The inhibitory activities of carabrone and CAR-Y against G. tritici.
Fig 3.
Identification of the antifungal target of carabrone by activity-based protein profiling (ABPP).
(A) Schematic illustration of carabrone target protein identification in G. tritici by ABPP. (B) The structure of alkyne-tagged carabrone probe (CAR-Y). (C) In vivo labeling of CAR-Y in G. tritici, CAR-Y treatment for 4 hours. (D) In vivo competitive labeling with CAR-Y in G. tritici, carabrone pretreatment (4 h) followed by CAR-Y labeling in vitro. (E) Colocalization analysis of CAR-Y and mitochondria in G. tritici, Bar = 10 μm. (F) In vitro labeling of CAR-Y in mitochondria protein of G. tritici. (G) Enrichment and screening of CAR-Y-binding proteins in G. tritici. (H) Gene ontology (GO) enrichment analysis of potential carabrone target proteins (56 proteins) in G. tritici. (I) KEGG enrichment analysis of potential carabrone target proteins (56 proteins) in G. tritici. (J) Cofactor analysis of potential carabrone target proteins (56 proteins) in G. tritici. CCB: Coomassie brilliant blue. Data are mean ± SD of n = 3 biologically independent experiments. Statistical significance was determined by one-way ANOVA with Tukey’s post hoc test (P < 0.05).
Fig 4.
Screening of carabrone target proteins.
(A) Schematic illustration of mitochondrial NAD⁺/NADH balance maintenance. (B) Sensitivity of ΔGtnuo49 silenced strains to carabrone. (C) Sensitivity of ΔGtndufv1 silenced strains to carabrone. (D) Sensitivity of ΔGtnuo78 silenced strains to carabrone. (E) Sensitivity of ΔGtatp3 silenced strains to carabrone. (F) Sensitivity of ΔGtdld2 silenced strains to carabrone. (G) Sensitivity of ΔGtfh silenced strains to carabrone. The concentration of carabrone is 200 μM. Data are mean ± SD of n = 3 biologically independent experiments. Statistical significance was determined by one-way ANOVA with Tukey’s post hoc test (P < 0.05).
Fig 5.
Effect of carabrone on mitochondrial respiratory chain complex V (ATP synthase).

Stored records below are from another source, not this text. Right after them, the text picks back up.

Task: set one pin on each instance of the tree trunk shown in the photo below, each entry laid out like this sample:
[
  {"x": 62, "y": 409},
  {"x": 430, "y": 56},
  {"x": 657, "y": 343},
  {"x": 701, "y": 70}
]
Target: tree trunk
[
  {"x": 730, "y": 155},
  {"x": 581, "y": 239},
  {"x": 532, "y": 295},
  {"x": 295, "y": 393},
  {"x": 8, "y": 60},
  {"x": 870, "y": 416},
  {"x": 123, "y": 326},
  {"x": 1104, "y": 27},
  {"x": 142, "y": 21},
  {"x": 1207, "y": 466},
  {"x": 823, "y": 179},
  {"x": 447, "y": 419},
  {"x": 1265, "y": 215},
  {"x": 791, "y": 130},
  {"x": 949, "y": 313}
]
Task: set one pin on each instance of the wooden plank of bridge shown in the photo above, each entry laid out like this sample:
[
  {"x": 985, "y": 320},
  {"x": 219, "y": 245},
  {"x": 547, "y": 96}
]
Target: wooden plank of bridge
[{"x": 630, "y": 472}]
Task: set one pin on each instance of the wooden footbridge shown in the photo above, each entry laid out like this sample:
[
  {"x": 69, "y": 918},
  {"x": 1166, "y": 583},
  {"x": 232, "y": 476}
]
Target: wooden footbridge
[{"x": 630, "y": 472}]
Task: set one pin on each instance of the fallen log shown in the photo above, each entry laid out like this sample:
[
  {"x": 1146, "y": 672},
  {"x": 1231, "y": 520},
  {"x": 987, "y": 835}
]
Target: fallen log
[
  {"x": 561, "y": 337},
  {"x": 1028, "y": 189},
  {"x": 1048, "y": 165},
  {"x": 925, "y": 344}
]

(A) Schematic illustration of OXPHOS and its uncoupling mechanism from the electron transport chain (ETC). (B) Measurement of mitochondrial membrane potential (MMP, ΔΨm) in G. tritici, treatment by carabrone (50 and 100 μM), FCCP (250 nM) and oligomycin A (5 nM), JC-1 monomers (green) indicate decreased MMP, JC-1 aggregates (red) indicate increased MMP, Bar = 100 μm. (C) Effect of FCCP (250 nM) on the antifungal activity of oligomycin A (5 nM). (D) NAD+/NADH ratio in G. tritici after FCCP (250 nM) and oligomycin A (5 nM) treatment. (E) Effect of FCCP (250 nM) on the antifungal activity of carabrone (200 and 400 μM). (F) NAD+/NADH ratio in G. tritici after FCCP (250 nM) and carabrone (200 and 400 μM) treatment. Data are mean ± SD of n = 3 biologically independent experiments. Statistical significance was determined by one-way ANOVA with Tukey’s post hoc test (P < 0.05).
Fig 6.
Validation of carabrone targeting mitochondrial respiratory chain complex I in G. tritici.
(A) Schematic illustration of the mechanism by which pyruvate converts NADH to NAD⁺ via D-lactate dehydrogenase to support complex I function. (B) Modulation of carabrone’s (200 and 400 μM) antifungal activity by pyruvate (5 mM) supplementation. (C) Modulation of rotenone’s (20 μM) antifungal activity by pyruvate (5 mM) supplementation. (D) NAD+/NADH ratio in G. tritici after carabrone (200 and 400 μM) and pyruvate (5 mM) treatment. (E) Schematic illustration of the mechanism by which ndi1 overexpression supports mitochondrial complex I function. (F) Sensitivity of ndi1 overexpression strain to rotenone (20 μM). (G) NAD+/NADH ratio in ndi1 overexpression strain of G. tritici. (H) Sensitivity of ndi1 overexpression strain to carabrone (200 and 400 μM). (I) and (J) Enzymatic activity assay of mitochondrial respiratory chain complex I in G. tritici treated with carabrone. Data are mean ± SD of n = 3 biologically independent experiments. Statistical significance was determined by one-way ANOVA with Tukey’s post hoc test (P < 0.05).